Rhodochrosite is a highly prized manganese carbonate mineral known for its vibrant, intense pink to raspberry-red coloration. Collectors look for its distinctive rhombohedral crystal form or polished bands in stalactitic material, which often exhibit a beautiful concentric layering pattern.

Hardness
3.5-4
Mohs
Luster
Vitreous
Streak
White
Transparency
Translucent

Is this rhodochrosite?

5-step field check

Run through these checks against the specimen in your hand. The more boxes tick, the more confident the ID.

  • 1
    Test the hardness
    Try to scratch rhodochrosite with a known reference. Rhodochrosite sits at Mohs 3.5-4 — softer than the next harder reference, harder than the previous one.
  • 2
    Check the streak
    Drag the specimen across an unglazed porcelain plate. Rhodochrosite leaves a white streak.
  • 3
    Read the luster
    Hold the specimen under a strong light. Rhodochrosite typically shows a vitreous luster.
  • 4
    Match the color range
    Compare against the expected color range: pink, red, rose-red, brownish, yellow.
  • 5
    Look at form & habit
    Crystal system: trigonal. Typical habit: rhombohedral crystals, botryoidal, stalactitic, massive.

Often confused with

Rhodochrosite vs. its common look-alikes — and how to tell them apart in the field.
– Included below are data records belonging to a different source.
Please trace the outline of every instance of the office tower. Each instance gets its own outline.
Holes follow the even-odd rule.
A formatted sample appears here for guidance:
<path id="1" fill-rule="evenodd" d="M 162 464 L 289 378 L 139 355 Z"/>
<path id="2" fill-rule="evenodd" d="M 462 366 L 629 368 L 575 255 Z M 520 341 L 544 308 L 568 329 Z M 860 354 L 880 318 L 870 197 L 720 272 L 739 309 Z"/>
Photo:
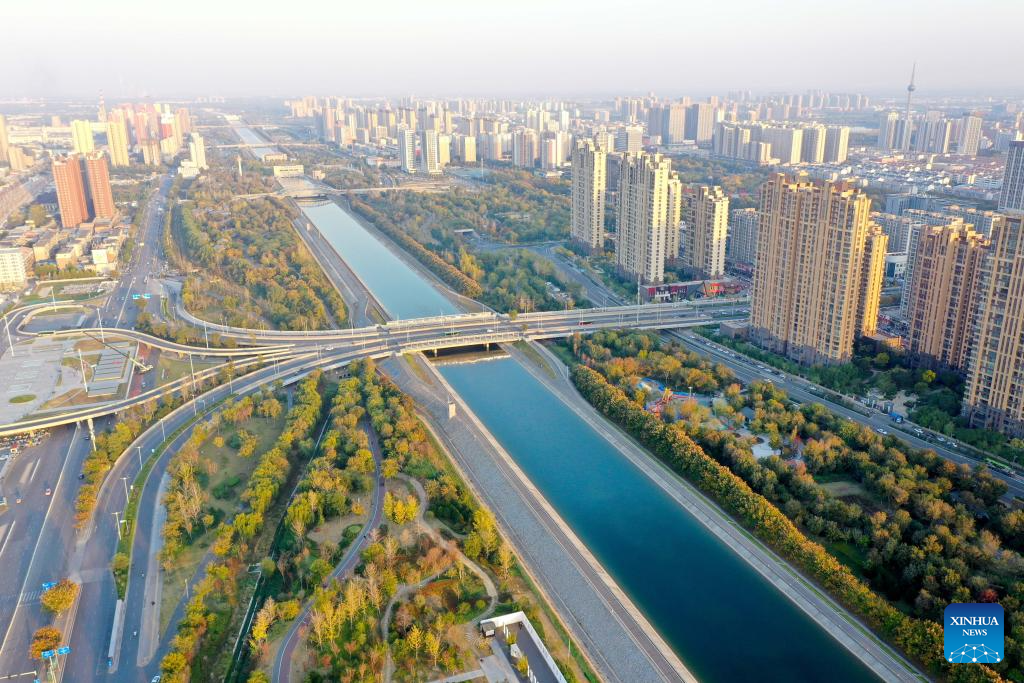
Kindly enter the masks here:
<path id="1" fill-rule="evenodd" d="M 572 150 L 570 235 L 592 251 L 604 246 L 604 194 L 608 153 L 593 140 L 577 140 Z"/>
<path id="2" fill-rule="evenodd" d="M 683 192 L 683 266 L 698 279 L 725 274 L 725 242 L 729 233 L 729 197 L 717 185 Z"/>
<path id="3" fill-rule="evenodd" d="M 845 182 L 783 174 L 760 195 L 751 339 L 800 363 L 849 361 L 854 337 L 874 329 L 885 267 L 871 200 Z"/>
<path id="4" fill-rule="evenodd" d="M 896 144 L 896 128 L 899 124 L 900 115 L 894 111 L 888 112 L 882 117 L 878 124 L 878 148 L 894 149 Z"/>
<path id="5" fill-rule="evenodd" d="M 985 236 L 960 219 L 921 232 L 907 296 L 907 348 L 922 363 L 966 365 L 987 247 Z"/>
<path id="6" fill-rule="evenodd" d="M 17 145 L 11 145 L 7 149 L 7 161 L 11 164 L 12 171 L 24 171 L 36 162 L 35 157 L 25 152 L 25 149 Z"/>
<path id="7" fill-rule="evenodd" d="M 878 223 L 882 232 L 889 238 L 890 254 L 905 254 L 910 246 L 910 233 L 915 227 L 923 225 L 920 220 L 910 216 L 892 213 L 872 213 L 871 220 Z"/>
<path id="8" fill-rule="evenodd" d="M 452 163 L 452 136 L 441 134 L 437 136 L 437 161 L 444 168 Z"/>
<path id="9" fill-rule="evenodd" d="M 111 165 L 131 165 L 131 159 L 128 157 L 128 127 L 119 116 L 107 121 L 107 149 L 110 151 Z"/>
<path id="10" fill-rule="evenodd" d="M 707 102 L 697 102 L 686 108 L 683 135 L 697 144 L 709 142 L 715 129 L 715 108 Z"/>
<path id="11" fill-rule="evenodd" d="M 963 414 L 972 427 L 1024 436 L 1024 214 L 1000 216 L 981 267 Z"/>
<path id="12" fill-rule="evenodd" d="M 91 121 L 77 120 L 71 122 L 71 144 L 74 147 L 75 154 L 88 154 L 96 149 L 96 143 L 92 137 Z"/>
<path id="13" fill-rule="evenodd" d="M 416 172 L 416 131 L 410 128 L 398 131 L 398 160 L 403 171 Z"/>
<path id="14" fill-rule="evenodd" d="M 57 188 L 60 223 L 65 228 L 77 228 L 89 220 L 89 205 L 85 200 L 81 161 L 77 154 L 54 157 L 51 169 L 53 184 Z"/>
<path id="15" fill-rule="evenodd" d="M 464 164 L 476 163 L 476 138 L 472 135 L 460 135 L 456 141 L 459 160 Z"/>
<path id="16" fill-rule="evenodd" d="M 660 154 L 626 154 L 619 169 L 615 262 L 630 278 L 665 277 L 668 183 L 672 162 Z"/>
<path id="17" fill-rule="evenodd" d="M 545 133 L 540 141 L 540 167 L 550 171 L 561 166 L 561 151 L 553 133 Z"/>
<path id="18" fill-rule="evenodd" d="M 203 171 L 210 168 L 206 163 L 206 141 L 199 133 L 192 133 L 192 140 L 188 144 L 188 154 L 196 168 Z"/>
<path id="19" fill-rule="evenodd" d="M 730 214 L 725 251 L 730 261 L 754 265 L 758 225 L 757 209 L 735 209 Z"/>
<path id="20" fill-rule="evenodd" d="M 671 102 L 651 107 L 647 132 L 661 136 L 661 144 L 676 145 L 685 139 L 686 107 Z"/>
<path id="21" fill-rule="evenodd" d="M 960 123 L 960 140 L 957 143 L 958 154 L 967 156 L 978 156 L 978 149 L 981 147 L 981 117 L 973 114 L 964 114 Z"/>
<path id="22" fill-rule="evenodd" d="M 533 168 L 540 154 L 540 140 L 532 128 L 519 128 L 512 133 L 512 165 Z"/>
<path id="23" fill-rule="evenodd" d="M 7 161 L 11 141 L 7 134 L 7 118 L 0 114 L 0 162 Z"/>
<path id="24" fill-rule="evenodd" d="M 139 145 L 142 147 L 142 163 L 147 166 L 159 166 L 163 161 L 163 154 L 160 152 L 160 143 L 156 140 L 145 140 Z"/>
<path id="25" fill-rule="evenodd" d="M 437 140 L 437 131 L 424 130 L 420 136 L 420 168 L 427 175 L 440 175 L 441 150 Z"/>
<path id="26" fill-rule="evenodd" d="M 1006 150 L 1000 211 L 1024 211 L 1024 140 L 1014 140 Z"/>
<path id="27" fill-rule="evenodd" d="M 846 161 L 849 151 L 849 126 L 829 126 L 825 130 L 825 163 L 841 164 Z"/>
<path id="28" fill-rule="evenodd" d="M 805 164 L 820 164 L 825 161 L 825 126 L 806 126 L 800 142 L 800 161 Z"/>
<path id="29" fill-rule="evenodd" d="M 22 289 L 28 283 L 35 259 L 27 247 L 0 248 L 0 290 Z"/>
<path id="30" fill-rule="evenodd" d="M 85 171 L 93 217 L 113 218 L 117 209 L 114 207 L 114 193 L 110 187 L 107 155 L 100 151 L 85 155 Z"/>
<path id="31" fill-rule="evenodd" d="M 615 151 L 639 154 L 643 149 L 644 132 L 640 126 L 624 126 L 615 133 Z"/>
<path id="32" fill-rule="evenodd" d="M 320 112 L 317 124 L 317 127 L 320 129 L 320 139 L 327 142 L 335 142 L 337 140 L 337 117 L 333 107 L 324 107 L 324 110 Z"/>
Often found alongside rhodochrosite

Minerals reported to co-occur with rhodochrosite. Spotting these in float or country rock is a strong cue you are in the right ground.

All properties

Chemical formula
MnCO₃
Mohs hardness
3.5-4
Density
3.5-3.7 g/cm³
Streak
White
Luster
Vitreous
Transparency
Translucent
Crystal system
Trigonal
Crystal habit
Rhombohedral Crystals, Botryoidal, Stalactitic, Massive
Cleavage
Perfect Rhombohedral
Rarity
Uncommon
Uses
Collector, Gemstone, Lapidary
Host rock
Hydrothermal Veins, Sedimentary Manganese Deposits
Typical price
$20-100 for small clusters, $500-10,000+ for high-quality rhombohedral specimens

Where rockhounds find rhodochrosite

21 mapped spots

Classic worldwide localities

  • Sweet Home Mine, Colorado, USA
  • Catamarca, Argentina
  • Capillitas, Argentina
  • Kuruman, South Africa
  • Cavnic, Romania

U.S. states with rhodochrosite

Each link opens a state-specific list of mapped rockhounding spots that produce rhodochrosite.

Field-hunting tip

Look in hydrothermal veins, sedimentary manganese deposits country — that is the host setting where rhodochrosite typically forms. If you start seeing quartz, fluorite, galena in float, you are in the right ground. Field specimens usually show a rhombohedral crystals, botryoidal, stalactitic, massive habit, so train your eye for that shape before scanning the outcrop. In the U.S., the densest reported localities are in Utah, California, North Carolina — start trip planning there.

Common questions

How do you identify rhodochrosite?+
Mohs hardness is 3.5-4. It typically shows a vitreous luster. The streak is white. Common colors include pink, red, rose-red, brownish.
Where is rhodochrosite found?+
Notable localities include Sweet Home Mine, Colorado, USA; Catamarca, Argentina; Capillitas, Argentina; Kuruman, South Africa; Cavnic, Romania.
Can I find rhodochrosite in the United States?+
RockHoundR maps 21 rhodochrosite rockhounding spots across 9 U.S. states — the top states are Utah, California, North Carolina.
How much is rhodochrosite worth?+
Typical asking prices fall in the range of $20-100 for small clusters, $500-10,000+ for high-quality rhombohedral specimens. Quality, size, and provenance can move individual specimens well outside that range.
What rocks look like rhodochrosite?+
Rhodochrosite is most often confused with Rhodonite, Mangano Calcite. A quick hardness test and a streak check separate the look-alikes faster than color alone.
What minerals are found with rhodochrosite?+
Rhodochrosite commonly co-occurs with Quartz, Fluorite, Galena, Tetrahedrite, Barite. Spotting any of these in float or country rock is a useful trip signal.
What kind of rock does rhodochrosite form in?+
Rhodochrosite typically forms in hydrothermal veins, sedimentary manganese deposits. Working float back to the host body is the standard way to chase a fresh occurrence.
What is rhodochrosite used for?+
Rhodochrosite is used in collector, gemstone, lapidary.

Find rhodochrosite on the map

RockHoundR shows mapped rockhounding spots, access rules, and lets you log every find.